Dec. 3-against violence
The KK Presidium and regional chairs announced a 24-hour protest strike at a meeting in Radom if the Sejm voted to award special powers to the government, and a general strike if they were put in practice. Dec. 11-12, during debates in the Gdańsk Shipyard, the KK confirmed the Radom decision concerning the general strike in the case of a martial law showdown. Solidarity authorities declared their readiness to talk with the government, but exclusively on the condition that the state authorities renounced plans for the use of force against the Polish people.
Dec. 12/13-martial law
Telex and telephone connections were broken at 11 p.m. A few minutes after midnight, radio and television stopped broadcasting. At an order from Gen. Jaruzelski, the communists introduced martial law in Poland, followed by massive arrests of Solidarity activists and their detention in internment centers. Dec. 13, the Council of State signed a resolution concerning the introduction of martial law-a document whose legality is questioned to this day.
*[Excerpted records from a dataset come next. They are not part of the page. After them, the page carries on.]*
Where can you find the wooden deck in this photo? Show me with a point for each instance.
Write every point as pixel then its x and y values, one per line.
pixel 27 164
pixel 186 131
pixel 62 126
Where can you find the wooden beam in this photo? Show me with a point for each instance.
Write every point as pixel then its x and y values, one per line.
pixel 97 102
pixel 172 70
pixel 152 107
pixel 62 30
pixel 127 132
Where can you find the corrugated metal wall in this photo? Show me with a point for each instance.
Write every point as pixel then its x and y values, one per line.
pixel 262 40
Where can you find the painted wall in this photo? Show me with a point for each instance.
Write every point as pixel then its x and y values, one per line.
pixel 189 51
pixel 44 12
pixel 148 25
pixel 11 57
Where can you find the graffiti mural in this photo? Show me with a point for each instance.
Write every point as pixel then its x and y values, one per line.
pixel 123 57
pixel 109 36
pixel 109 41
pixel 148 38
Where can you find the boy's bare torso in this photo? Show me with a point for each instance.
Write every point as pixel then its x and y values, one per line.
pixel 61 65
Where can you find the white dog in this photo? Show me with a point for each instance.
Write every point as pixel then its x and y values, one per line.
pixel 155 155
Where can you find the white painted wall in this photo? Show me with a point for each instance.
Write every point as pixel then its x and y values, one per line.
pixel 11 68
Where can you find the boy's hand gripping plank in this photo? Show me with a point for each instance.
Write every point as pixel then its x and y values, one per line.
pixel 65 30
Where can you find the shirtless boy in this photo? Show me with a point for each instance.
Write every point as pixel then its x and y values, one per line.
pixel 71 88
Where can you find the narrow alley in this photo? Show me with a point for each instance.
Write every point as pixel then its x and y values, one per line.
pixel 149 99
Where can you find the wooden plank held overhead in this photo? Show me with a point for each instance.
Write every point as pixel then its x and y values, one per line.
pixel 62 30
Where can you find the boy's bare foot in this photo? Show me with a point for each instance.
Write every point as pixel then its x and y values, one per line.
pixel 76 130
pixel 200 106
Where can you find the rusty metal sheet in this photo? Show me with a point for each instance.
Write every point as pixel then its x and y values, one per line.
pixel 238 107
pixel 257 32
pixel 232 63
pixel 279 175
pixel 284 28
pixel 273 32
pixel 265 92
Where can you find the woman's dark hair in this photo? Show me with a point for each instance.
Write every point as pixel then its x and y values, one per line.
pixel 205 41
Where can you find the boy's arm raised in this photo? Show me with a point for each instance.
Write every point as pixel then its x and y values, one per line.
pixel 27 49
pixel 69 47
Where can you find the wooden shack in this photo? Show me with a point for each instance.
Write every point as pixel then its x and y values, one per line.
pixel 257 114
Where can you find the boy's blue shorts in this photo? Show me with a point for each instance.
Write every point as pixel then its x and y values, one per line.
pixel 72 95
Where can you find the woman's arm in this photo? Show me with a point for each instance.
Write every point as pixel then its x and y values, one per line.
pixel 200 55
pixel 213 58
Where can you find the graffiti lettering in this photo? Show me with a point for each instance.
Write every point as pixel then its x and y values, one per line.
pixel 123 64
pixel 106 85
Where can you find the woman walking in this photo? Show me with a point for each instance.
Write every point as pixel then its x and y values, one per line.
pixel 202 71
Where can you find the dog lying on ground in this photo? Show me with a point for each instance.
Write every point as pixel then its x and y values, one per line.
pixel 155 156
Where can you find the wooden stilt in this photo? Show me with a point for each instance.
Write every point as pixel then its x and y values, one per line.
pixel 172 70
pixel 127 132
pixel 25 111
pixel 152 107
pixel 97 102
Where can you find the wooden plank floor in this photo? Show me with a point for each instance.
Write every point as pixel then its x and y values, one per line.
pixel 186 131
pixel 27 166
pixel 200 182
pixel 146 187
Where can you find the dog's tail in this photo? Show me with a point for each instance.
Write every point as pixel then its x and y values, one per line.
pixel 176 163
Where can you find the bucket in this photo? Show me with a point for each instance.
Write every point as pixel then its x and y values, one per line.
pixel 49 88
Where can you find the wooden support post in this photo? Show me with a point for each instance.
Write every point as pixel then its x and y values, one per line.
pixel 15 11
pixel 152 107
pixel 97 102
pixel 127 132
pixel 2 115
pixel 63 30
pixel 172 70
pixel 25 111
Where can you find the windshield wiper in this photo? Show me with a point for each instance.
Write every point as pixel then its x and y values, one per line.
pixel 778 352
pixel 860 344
Formal authority in the country was assumed by the Military Council for National Salvation (WRON). Most aspects of daily life were militarized, with the military deployed in strategic points in the cities, tanks and armored vehicles in the streets and military commissars assigned to supervise companies. Even TV presenters were dressed in uniforms. Dec. 14 all over the country, ZOMO riot units cracked down on workers in large factories who refused to obey martial law directives. These included a nighttime crackdown on the Gdańsk Shipyard.
Dec. 15-the first shots
The ZOMO took control of the Silesian mines in Jastrzębie and Moszczenica. Warned about the attack, the Manifest Lipcowy mine was prepared to resist. The strike was smashed by a special squad that fired on the workers without warning. Four miners were injured. The next day, the ZOMO repeated its performance at the Gdańsk Shipyard. Street fighting broke out in Gdańsk and helicopters and tanks were sent to reinforce the militia.
Dec. 16-the massacre in Wujek
The striking Wujek mine in Katowice was surrounded by militia forces and soldiers. The crowd that gathered outside the mine-including women and children-was dispersed with the use of tear gas and water cannons. Miners fought back with catapults and crowbars. The tanks overran the mine wall, followed by a militia platoon carrying live ammunition. The strike was broken, but nine lives were lost: six miners died at the scene and another three died later of their injuries. Twenty-two strikers sustained serious gunshot wounds, dozens more-other kinds of injuries. In the wake of the slaughter at Wujek and Manifest Lipcowy, Solidarity resistance started to weaken.
Dec. 17-victims in Gdańsk
More clashes with the ZOMO on Gdańsk streets: 23-year-old Antoni Browarczyk died from a gunshot wound to the head during street fights, with two more injured. The ZOMO broke up mass demonstrations in Cracow. The last striking factories in Wrocław were pacified.
Dec. 20-the region's longest strike in Gdańsk Port terminated
Dec. 28-the country's last sit-in in the Piast mine in Bieruń, Upper Silesia, ended after two weeks.